It's still not overly nice, and there are a bunch of calculations to check, but this makes the process a bit less messy.
On
At $x = 1$, we have
$$1 + y(1) + y(1)^3 = 1 \iff y(1)(1 + y(1)^2) = 0 \implies y(1) = 0$$
Rewrite the equation as
$$x^2 + xy + y^3 = 1 \quad\iff\quad y(x) = \frac{1}{x} - x - \frac{y(x)^3}{x}\tag{*1}$$
Differentiate the equation on RHS of $(*1)$, we get
$$y'(x) = -\frac{1}{x^2} - 1 - \frac{d}{dx}\left[\frac{y(x)^3}{x}\right]$$
If one expand the rightmost factor out, all terms of it contains a factor $y(x)$. This means its contribution vanish at $x = 1$. This leads to
$$y'(1) = -\frac{1}{1^2} - 1 = -2$$
Differentiate the equation on RHS of $(*1)$ three times, we get
$$y'''(x) = -\frac{3!}{x^4} - \frac{d^3}{dx^3}\left[\frac{y(x)^3}{x}\right]$$
We can evaluate the rightmost factor by General Leibniz rule.
$$\frac{d^3}{dx^3}\left[\frac{y(x)^3}{x}\right]
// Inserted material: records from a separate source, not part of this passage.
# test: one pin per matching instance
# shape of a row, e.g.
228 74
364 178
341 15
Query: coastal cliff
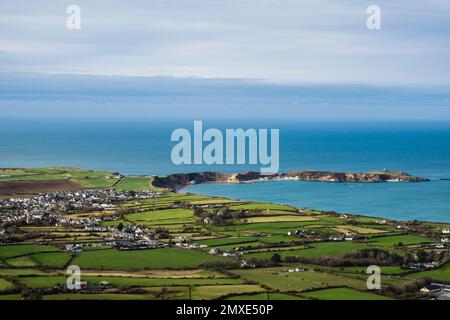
178 181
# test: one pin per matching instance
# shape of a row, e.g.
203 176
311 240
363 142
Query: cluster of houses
438 291
52 207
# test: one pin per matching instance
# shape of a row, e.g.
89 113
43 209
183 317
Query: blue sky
308 58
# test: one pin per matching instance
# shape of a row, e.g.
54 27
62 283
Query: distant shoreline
179 181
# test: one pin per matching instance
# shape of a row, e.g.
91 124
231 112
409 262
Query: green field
440 274
265 296
52 260
35 263
5 285
277 279
172 258
135 183
7 251
171 214
342 294
315 250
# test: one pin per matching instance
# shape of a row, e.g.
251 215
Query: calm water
143 147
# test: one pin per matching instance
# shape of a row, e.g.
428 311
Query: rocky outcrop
178 181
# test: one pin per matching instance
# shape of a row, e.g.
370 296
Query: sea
143 147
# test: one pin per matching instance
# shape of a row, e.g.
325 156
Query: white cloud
284 40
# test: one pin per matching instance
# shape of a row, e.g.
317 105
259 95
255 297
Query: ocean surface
143 147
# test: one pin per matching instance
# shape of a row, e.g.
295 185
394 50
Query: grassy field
252 230
7 251
315 250
169 214
342 294
263 206
440 274
172 258
52 260
135 183
265 296
277 279
214 292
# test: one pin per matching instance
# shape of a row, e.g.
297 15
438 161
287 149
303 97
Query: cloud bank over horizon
282 41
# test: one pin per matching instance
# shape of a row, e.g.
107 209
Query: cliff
177 181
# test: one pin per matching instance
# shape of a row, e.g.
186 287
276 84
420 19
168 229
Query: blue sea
143 147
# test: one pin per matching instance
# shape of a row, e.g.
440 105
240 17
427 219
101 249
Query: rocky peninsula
180 180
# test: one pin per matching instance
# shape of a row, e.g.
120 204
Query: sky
309 58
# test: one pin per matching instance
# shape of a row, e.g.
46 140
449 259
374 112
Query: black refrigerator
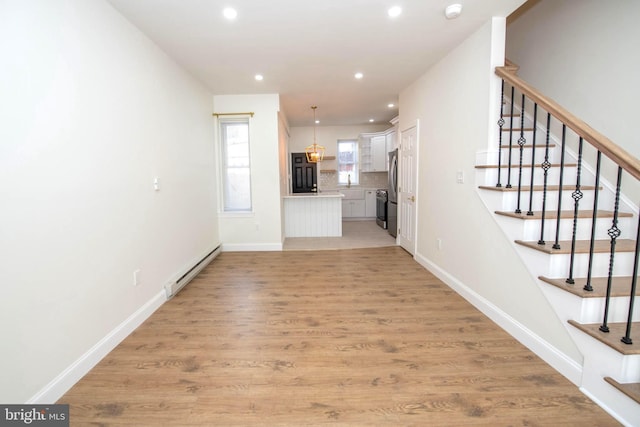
392 205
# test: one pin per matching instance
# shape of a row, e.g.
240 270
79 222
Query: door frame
414 238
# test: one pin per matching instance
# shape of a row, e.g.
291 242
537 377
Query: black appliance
392 192
381 208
= \sum_{\substack{p, q, r, s \ge 0 \\ p + q + r + s = 3}}
\frac{3!}{p!q!r!s!}
\frac{d^p x^{-1}}{dx^p}
\frac{d^q y(x)}{dx^q}
\frac{d^r y(x)}{dx^r}
\frac{d^s y(x)}{dx^s}
$$
Since $y(1) = 0$, the terms that contribute at $x = 1$ need to satisfy $q, r, s > 0$.
Since $p, q, r, s \ge 0$ and $p + q + r + s = 3$, this forces $p = 0, q = r = s = 1$.
This means at $x = 1$, we have
$$y'''(1) = -\frac{6}{1^4} - \frac{3!}{0!(1!)^3} \frac{y'(1)^3}{1} = -6(-2)^3 - 6 = 42$$
You can differentiate implicitly:
\begin{align} x^2 + xy + y^3 &= 1 &\big| \frac{d}{dx} \\ 2x + y + xy' + 3y^2 y' &= 0 &\big| \frac{d}{dx} \\ 2 + y' + y' + xy'' + 6y (y')^2 + 3y^2y'' &= 0 &\big| \frac{d}{dx} \\ 2y'' + y'' + xy''' + 6(y')^3 + 12 y y' y'' + 6yy'y'' + 3y^2y''' &= 0 \end{align}
The resulting equation is linear in $y'''$ an can be solved easily.